Moreover, when considering proteins assigned to Ruminococcaceae, some functions, including pilus retraction protein PilT, aconitase/isopropylmalate dehydratase, enolase and flagellin, were found to be rumen-specific, while others, comprising many ribosomal proteins and enzymes involved in pyruvate and butyrate metabolism, appeared to be colon-specific.
As illustrated previously (
Figure 1), there were considerable differences in the amount of microbial peptides detected based on the specific sample taken into consideration (GIT and/or lumen vs mucosa). This may have led to some biases, especially when comparing relative abundances between samples with much different identification depth. However, glyceraldehyde-3-phosphate dehydrogenase, known to be a housekeeping protein with quite constant abundance in different organisms/tissues, was consistently detected at comparable levels in samples with different in identification depth (e.g., lumen and mucosa of large intestinal tracts).
3.4. Host Protein Functions along the Pre-Weaned Lamb Gastrointestinal System: Focus on Digestion
Metaproteomics allows the identification of both microbial and host proteins in the same sample.
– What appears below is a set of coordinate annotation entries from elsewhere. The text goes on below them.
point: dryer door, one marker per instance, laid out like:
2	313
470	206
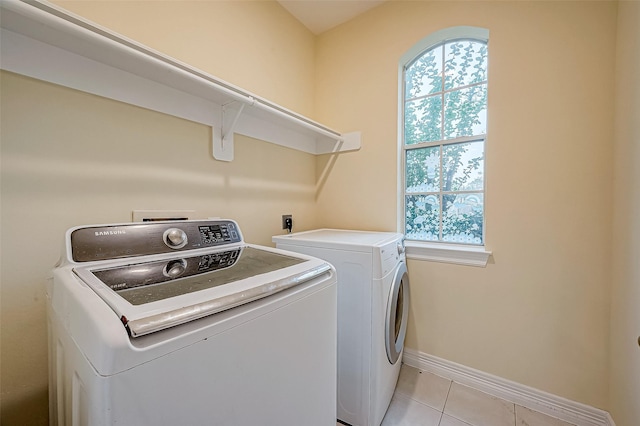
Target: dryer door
397	313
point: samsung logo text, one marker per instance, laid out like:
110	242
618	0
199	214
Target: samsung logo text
104	233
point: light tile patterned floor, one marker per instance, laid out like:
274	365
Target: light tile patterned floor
424	399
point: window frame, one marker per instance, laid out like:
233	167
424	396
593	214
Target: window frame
439	251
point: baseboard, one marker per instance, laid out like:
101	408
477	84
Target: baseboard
555	406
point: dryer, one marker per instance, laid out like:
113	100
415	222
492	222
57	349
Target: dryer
373	304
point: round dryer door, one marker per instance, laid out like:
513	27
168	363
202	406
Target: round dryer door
397	314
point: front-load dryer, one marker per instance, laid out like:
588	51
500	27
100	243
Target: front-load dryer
373	304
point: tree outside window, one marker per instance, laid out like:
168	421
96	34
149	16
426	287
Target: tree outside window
445	121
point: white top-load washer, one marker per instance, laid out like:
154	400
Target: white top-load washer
373	303
183	323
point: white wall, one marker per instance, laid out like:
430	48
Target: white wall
539	313
625	307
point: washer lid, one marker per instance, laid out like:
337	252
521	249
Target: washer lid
156	294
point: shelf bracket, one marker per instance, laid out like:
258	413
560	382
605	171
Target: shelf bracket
223	137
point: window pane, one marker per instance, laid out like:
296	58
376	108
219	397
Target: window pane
465	112
422	217
422	120
422	169
465	63
424	76
462	218
463	166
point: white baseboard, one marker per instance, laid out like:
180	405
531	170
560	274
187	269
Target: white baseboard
552	405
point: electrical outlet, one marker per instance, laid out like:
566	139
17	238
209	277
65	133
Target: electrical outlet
284	220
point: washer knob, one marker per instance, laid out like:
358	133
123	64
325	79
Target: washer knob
175	268
175	238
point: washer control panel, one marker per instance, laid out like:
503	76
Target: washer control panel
104	242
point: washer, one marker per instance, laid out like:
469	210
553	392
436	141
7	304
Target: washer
373	304
182	323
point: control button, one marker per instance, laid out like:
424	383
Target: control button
175	238
175	268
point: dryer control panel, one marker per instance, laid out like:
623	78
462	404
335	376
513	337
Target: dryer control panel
91	243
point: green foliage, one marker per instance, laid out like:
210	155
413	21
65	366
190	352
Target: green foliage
445	98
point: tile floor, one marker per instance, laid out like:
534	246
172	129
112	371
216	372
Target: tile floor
424	399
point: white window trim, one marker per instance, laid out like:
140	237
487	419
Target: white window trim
447	253
459	254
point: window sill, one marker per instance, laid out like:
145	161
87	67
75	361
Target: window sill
448	253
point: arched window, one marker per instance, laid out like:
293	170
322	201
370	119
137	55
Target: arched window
444	126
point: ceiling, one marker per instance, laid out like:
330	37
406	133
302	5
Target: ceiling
322	15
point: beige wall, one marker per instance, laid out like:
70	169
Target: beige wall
539	313
625	311
69	158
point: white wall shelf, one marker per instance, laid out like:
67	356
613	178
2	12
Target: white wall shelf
45	42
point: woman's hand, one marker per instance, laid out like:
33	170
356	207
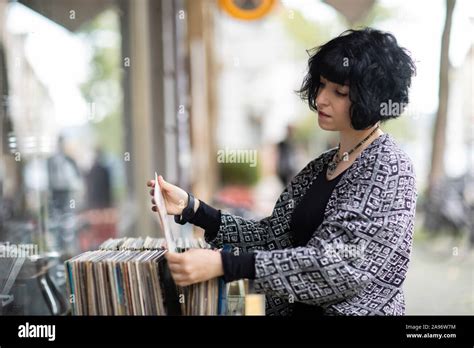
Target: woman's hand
194	266
175	197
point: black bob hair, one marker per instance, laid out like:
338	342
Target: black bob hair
377	70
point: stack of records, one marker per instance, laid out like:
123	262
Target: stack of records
130	276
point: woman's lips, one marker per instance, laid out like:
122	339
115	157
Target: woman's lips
322	114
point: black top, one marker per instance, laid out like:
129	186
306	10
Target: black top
307	216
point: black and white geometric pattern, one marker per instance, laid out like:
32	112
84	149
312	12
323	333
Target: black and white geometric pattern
357	260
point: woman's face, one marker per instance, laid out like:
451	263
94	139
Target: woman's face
333	106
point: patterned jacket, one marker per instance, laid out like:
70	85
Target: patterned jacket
357	259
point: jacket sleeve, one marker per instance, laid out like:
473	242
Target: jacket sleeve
270	233
344	254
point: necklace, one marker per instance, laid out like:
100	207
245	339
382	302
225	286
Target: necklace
345	156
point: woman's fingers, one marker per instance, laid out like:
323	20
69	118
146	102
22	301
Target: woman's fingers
150	183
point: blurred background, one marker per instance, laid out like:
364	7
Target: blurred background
98	95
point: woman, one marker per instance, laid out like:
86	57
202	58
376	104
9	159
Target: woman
338	241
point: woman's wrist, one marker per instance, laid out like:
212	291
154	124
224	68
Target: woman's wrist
196	205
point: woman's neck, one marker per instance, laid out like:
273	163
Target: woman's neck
351	137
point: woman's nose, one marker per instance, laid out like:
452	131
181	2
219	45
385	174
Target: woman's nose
321	98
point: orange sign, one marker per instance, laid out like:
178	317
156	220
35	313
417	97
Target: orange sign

Therefore, we exploited this omic approach to elucidate the distribution of lamb proteins along the different GITs. Many structural proteins were identified, especially in the mucosal samples. However, we decided to focus on host digestive enzymes, in view of their importance for animal production and management. As shown in
Figure 5 (and detailed in
Dataset S6), intestinal-type alkaline phosphatase, lactase, trypsin, trefoil factor, alpha-amylase, colipase and other enzymes were detected at very high levels in lumen of the various tracts of the large intestine. Previous studies confirm the high activity of these enzymes in duodenum and colon, as well as the association of this catalytic activity to GIT development stages in small ruminants [
54]. It is generally assumed that lactase activity decreases with age whereas all the other hydrolytic enzymes increase reaching stable ranges at ruminal level, 30 days after birth, in dairy calves [
55]. In pre-weaned lambs, fed only milk, a quite stable enzymatic hydrolytic activity in different traits of the small intestine was also observed from birth to 56 days [
56].
On the other hand, in this study, gastrokine, pepsin and somatostatin were detected in the omasum and, at even higher amounts, in the abomasum. Fatty acid-binding protein was instead typical of duodenum, whereas bile salt-activated lipase was found mostly in abomasum and duodenum.